Discussion in 'Health & Fitness' started by Blee1613, Jun 12, 2012.

  1. Blee1613

    Blee1613 Semi-Pro

    Feb 13, 2010
    I've started reworking my serve and maybe overdid it a little. I've mostly been hitting kick serves and the right side (right handed)
    (The best way I can describe the area) like from my right nipple, keep going around untill you reach that part of the body where there seems to be a little more fat or muscle. It's below the shoulder blade.

    But then again, I'm not sure if this is related to my serving because usually when I serve too much, my shoulder starts to hurt first.
  2. charliefedererer

    charliefedererer Legend

    Feb 13, 2009
    It sounds like you nailed it with "maybe overdid it a little."

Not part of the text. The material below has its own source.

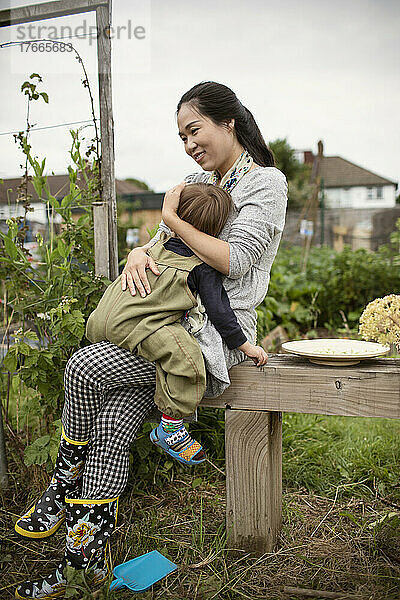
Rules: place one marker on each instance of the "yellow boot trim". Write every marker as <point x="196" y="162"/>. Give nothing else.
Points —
<point x="37" y="534"/>
<point x="74" y="442"/>
<point x="89" y="501"/>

    Give it some time to rest and improve.

    You may have to start back up with significantly less serves at each of your serving sessions and gradually work your way back up.

    Do you do off court conditioning?
    Tennis Training Section
    Tennis Weight Training - Exercises of Weight Training for Tennis

    Do you at least do the thrower's ten exercises to strengthen the upper back and arm muscles?

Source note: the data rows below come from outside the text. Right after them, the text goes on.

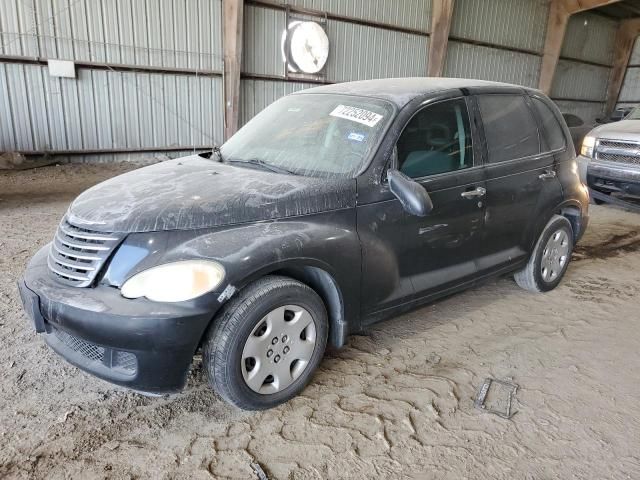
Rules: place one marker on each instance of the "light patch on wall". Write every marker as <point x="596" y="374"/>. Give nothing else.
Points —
<point x="62" y="68"/>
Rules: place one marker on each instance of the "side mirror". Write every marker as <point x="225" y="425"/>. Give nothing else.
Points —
<point x="413" y="197"/>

    "Rotator Cuff and Shoulder Blade Stabilization

    In this article we want to focus on the shoulder and muscles that stabilize that joint. When you talk about tennis and the shoulder the first thing that likely comes to mind is the rotator cuff. The rotator cuff is important in tennis, but often times strength imbalances exist within the rotator cuff that can lead to injury. Most notably, tennis players tend to be weak in the muscles that externally rotate the shoulder. External rotation is an outward rotation and is the opposite of the shoulder motion players make when they serve or hit a forehand. To improve strength of the external rotators you can perform the exercises described in this section of the web page. This exercise should be performed with the dominant arm, but should really be performed with both arms if time permits.

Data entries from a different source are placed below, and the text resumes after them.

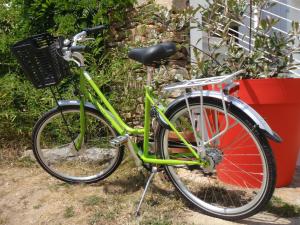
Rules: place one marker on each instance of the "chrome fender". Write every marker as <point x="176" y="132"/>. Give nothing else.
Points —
<point x="248" y="110"/>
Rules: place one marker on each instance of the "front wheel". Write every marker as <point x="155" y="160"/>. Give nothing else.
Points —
<point x="54" y="137"/>
<point x="241" y="177"/>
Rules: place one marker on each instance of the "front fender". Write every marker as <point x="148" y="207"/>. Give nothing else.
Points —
<point x="248" y="110"/>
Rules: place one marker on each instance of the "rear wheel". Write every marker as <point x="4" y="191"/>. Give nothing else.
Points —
<point x="241" y="177"/>
<point x="53" y="146"/>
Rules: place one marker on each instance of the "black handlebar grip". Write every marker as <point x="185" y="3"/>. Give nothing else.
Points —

    Not many people think of the upper back when considering how to strengthen and protect the shoulder. But try this simple drill. Place your hand on the shoulder blades of a player and ask him to raise his arms. Can you feel the shoulder blades move? Shoulder movement is very complex and involves movement of the shoulder blade as well as the actual shoulder joint itself. Weakness in the upper back muscles that stabilize the shoulder blades can cause the shoulder to function improperly and may actually contribute to shoulder pain. Exercises that train the stabilizers of the shoulder blade can help tennis players optimize performance and avoid shoulder injury."